On the Relationship between Truth and Political Bias in Language Models
Fulay, Suyash, Brannon, William, Mohanty, Shrestha, Overney, Cassandra, Poole-Dayan, Elinor, Roy, Deb, Kabbara, Jad
Language model alignment research often attempts to ensure that models are not only helpful and harmless, but also truthful and unbiased. However, optimizing these objectives simultaneously can obscure how improving one aspect might impact the others. In this work, we focus on analyzing the relationship between two concepts essential in both language model alignment and political science: \textit{truthfulness} and \textit{political bias}. We train reward models on various popular truthfulness datasets and subsequently evaluate their political bias.
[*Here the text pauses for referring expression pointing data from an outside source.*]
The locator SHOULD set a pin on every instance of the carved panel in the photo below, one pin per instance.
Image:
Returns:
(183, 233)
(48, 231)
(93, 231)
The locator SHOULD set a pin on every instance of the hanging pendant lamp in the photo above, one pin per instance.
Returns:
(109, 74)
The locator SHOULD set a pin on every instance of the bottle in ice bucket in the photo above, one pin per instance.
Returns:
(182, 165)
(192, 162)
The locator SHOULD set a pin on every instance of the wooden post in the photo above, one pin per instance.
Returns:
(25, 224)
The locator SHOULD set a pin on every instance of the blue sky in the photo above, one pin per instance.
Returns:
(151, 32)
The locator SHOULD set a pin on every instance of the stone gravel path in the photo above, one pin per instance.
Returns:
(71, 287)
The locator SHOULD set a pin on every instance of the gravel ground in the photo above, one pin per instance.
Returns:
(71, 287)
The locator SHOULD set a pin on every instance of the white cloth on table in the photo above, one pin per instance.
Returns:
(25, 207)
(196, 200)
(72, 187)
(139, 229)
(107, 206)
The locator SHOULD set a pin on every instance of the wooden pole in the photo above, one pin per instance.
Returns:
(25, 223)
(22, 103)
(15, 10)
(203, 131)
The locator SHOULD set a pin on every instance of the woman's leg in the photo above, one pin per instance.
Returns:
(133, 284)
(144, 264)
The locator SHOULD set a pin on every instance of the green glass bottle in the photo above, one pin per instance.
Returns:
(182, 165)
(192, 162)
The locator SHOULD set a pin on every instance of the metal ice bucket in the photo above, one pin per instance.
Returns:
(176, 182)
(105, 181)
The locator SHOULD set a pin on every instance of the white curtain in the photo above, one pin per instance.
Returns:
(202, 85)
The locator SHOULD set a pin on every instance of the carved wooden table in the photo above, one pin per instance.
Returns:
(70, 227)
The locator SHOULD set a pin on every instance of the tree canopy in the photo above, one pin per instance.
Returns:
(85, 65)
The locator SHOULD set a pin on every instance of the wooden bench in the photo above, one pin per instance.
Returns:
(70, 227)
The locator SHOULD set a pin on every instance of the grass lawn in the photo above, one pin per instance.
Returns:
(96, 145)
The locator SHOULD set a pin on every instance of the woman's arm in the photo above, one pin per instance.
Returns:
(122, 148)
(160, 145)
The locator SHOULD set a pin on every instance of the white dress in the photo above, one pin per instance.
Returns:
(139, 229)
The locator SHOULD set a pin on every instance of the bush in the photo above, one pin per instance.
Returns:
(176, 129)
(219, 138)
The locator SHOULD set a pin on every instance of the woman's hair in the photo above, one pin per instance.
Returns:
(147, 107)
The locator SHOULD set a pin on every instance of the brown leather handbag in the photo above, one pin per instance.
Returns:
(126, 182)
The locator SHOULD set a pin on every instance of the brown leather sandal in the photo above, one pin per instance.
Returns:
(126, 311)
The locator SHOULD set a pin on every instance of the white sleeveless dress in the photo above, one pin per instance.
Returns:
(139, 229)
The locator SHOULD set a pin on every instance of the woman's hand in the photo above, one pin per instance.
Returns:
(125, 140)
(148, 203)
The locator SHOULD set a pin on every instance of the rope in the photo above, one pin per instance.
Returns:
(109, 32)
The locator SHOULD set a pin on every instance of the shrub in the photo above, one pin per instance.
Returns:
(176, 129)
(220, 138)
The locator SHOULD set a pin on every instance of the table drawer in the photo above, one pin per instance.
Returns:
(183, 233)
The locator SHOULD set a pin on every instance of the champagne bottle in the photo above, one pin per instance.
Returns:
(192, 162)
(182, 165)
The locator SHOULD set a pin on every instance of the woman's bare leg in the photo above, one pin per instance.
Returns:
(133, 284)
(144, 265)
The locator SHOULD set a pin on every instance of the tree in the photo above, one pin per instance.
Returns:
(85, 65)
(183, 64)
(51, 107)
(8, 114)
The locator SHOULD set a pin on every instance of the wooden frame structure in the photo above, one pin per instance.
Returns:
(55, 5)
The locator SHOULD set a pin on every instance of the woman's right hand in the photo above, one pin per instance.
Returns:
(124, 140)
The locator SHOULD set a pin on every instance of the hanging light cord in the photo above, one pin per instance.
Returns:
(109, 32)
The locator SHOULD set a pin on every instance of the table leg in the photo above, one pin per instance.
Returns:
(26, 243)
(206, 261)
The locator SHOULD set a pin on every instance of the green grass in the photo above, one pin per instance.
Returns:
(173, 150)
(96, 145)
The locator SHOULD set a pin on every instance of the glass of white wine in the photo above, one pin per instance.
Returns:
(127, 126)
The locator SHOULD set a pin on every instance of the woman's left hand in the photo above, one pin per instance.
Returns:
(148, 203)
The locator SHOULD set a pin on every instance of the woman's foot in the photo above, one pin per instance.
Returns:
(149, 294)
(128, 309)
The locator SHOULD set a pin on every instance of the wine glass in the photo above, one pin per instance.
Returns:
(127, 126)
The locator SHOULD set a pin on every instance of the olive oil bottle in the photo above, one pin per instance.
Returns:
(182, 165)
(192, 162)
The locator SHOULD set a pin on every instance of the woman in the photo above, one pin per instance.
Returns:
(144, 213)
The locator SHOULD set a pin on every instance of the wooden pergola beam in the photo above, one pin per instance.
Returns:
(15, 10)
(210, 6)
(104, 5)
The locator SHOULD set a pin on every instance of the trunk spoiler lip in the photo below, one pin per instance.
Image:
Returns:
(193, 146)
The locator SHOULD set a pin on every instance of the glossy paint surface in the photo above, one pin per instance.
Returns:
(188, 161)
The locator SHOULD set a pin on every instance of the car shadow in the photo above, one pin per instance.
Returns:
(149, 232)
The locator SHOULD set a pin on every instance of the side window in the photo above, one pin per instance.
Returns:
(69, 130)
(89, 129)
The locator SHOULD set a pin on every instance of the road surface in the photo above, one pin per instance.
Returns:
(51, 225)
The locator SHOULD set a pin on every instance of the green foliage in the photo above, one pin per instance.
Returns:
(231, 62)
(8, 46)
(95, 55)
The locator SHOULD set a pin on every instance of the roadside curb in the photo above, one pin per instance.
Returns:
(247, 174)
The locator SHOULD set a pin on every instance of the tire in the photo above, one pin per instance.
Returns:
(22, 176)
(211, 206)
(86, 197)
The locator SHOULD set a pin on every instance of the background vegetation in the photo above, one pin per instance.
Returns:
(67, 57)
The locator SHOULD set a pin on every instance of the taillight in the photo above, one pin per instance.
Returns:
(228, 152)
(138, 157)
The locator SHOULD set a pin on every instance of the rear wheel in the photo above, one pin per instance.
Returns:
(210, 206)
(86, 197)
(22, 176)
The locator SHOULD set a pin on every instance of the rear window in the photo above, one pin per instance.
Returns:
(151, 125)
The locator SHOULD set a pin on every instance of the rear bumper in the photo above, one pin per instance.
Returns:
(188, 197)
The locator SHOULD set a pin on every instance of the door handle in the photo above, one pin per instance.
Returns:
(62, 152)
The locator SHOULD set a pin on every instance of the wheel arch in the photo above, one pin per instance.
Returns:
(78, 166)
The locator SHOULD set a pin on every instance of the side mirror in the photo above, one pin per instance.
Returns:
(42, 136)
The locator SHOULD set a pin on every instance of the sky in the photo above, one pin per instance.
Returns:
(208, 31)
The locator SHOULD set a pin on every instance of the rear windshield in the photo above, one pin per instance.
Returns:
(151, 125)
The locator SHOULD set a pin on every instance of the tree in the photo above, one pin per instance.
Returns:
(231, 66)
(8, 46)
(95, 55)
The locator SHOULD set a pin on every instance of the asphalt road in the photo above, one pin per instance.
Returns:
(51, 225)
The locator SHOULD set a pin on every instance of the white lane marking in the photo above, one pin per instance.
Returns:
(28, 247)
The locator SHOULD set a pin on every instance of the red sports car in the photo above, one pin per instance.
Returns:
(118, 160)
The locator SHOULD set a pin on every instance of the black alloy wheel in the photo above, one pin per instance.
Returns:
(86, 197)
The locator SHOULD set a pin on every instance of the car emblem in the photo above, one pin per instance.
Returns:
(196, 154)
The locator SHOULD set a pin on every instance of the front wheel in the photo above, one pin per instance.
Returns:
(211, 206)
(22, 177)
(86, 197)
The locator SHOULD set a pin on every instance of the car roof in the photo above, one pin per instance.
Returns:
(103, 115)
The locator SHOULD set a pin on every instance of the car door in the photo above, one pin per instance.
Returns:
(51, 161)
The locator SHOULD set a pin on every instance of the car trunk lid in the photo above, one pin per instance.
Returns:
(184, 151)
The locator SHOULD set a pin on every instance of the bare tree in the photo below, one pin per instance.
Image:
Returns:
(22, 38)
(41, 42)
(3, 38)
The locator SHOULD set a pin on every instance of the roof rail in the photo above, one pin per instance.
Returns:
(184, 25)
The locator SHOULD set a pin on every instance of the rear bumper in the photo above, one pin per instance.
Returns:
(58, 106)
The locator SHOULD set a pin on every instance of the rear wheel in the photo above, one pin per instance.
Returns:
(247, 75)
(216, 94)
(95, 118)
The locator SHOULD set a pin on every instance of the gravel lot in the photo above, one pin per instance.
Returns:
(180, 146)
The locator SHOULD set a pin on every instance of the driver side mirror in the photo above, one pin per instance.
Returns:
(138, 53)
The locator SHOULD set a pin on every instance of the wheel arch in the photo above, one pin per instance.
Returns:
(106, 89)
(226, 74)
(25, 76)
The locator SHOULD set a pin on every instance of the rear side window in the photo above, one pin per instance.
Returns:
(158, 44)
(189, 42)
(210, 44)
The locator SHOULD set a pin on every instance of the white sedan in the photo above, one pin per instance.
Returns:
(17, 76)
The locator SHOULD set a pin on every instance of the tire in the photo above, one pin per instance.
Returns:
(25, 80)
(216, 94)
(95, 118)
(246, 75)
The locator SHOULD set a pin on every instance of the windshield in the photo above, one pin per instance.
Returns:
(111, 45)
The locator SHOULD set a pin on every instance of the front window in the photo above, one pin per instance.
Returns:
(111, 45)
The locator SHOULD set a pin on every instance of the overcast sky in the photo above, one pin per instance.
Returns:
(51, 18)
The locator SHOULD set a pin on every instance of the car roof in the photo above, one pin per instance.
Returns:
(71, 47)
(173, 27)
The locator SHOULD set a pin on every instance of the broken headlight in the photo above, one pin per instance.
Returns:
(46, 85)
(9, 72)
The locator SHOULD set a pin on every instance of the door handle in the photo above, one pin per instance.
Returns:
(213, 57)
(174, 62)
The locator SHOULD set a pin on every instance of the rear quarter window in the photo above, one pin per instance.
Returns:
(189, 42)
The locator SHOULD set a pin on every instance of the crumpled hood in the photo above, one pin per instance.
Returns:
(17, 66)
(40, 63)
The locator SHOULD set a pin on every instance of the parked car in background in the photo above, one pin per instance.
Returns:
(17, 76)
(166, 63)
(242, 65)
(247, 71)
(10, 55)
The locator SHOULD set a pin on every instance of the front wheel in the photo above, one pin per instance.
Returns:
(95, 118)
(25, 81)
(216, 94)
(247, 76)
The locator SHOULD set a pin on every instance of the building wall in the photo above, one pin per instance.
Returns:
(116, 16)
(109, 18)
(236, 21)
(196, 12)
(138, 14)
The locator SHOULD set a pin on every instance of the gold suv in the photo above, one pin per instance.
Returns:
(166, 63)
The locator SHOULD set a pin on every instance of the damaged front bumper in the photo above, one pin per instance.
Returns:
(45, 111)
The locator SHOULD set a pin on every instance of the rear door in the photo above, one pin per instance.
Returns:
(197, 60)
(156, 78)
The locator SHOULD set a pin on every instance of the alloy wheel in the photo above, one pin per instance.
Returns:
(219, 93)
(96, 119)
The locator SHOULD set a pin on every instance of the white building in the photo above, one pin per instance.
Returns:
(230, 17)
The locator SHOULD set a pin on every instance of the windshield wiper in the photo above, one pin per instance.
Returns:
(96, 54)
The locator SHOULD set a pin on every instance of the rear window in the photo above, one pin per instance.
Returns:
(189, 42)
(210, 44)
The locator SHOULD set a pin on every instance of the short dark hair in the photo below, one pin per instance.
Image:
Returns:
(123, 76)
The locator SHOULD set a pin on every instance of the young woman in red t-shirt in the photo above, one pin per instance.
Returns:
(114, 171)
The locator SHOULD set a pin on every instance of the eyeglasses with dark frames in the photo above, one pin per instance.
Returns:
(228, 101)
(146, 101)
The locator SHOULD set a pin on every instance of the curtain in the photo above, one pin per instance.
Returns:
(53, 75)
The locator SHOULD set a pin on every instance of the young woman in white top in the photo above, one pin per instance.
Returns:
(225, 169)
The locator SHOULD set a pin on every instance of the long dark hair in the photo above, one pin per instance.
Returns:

Our findings reveal that optimizing reward models for truthfulness on these datasets tends to result in a left-leaning political bias. We also find that existing open-source reward models (i.e. those trained on standard human preference datasets) already show a similar bias and that the bias is larger for larger models. These results raise important questions about both the datasets used to represent truthfulness and what language models capture about the relationship between truth and politics.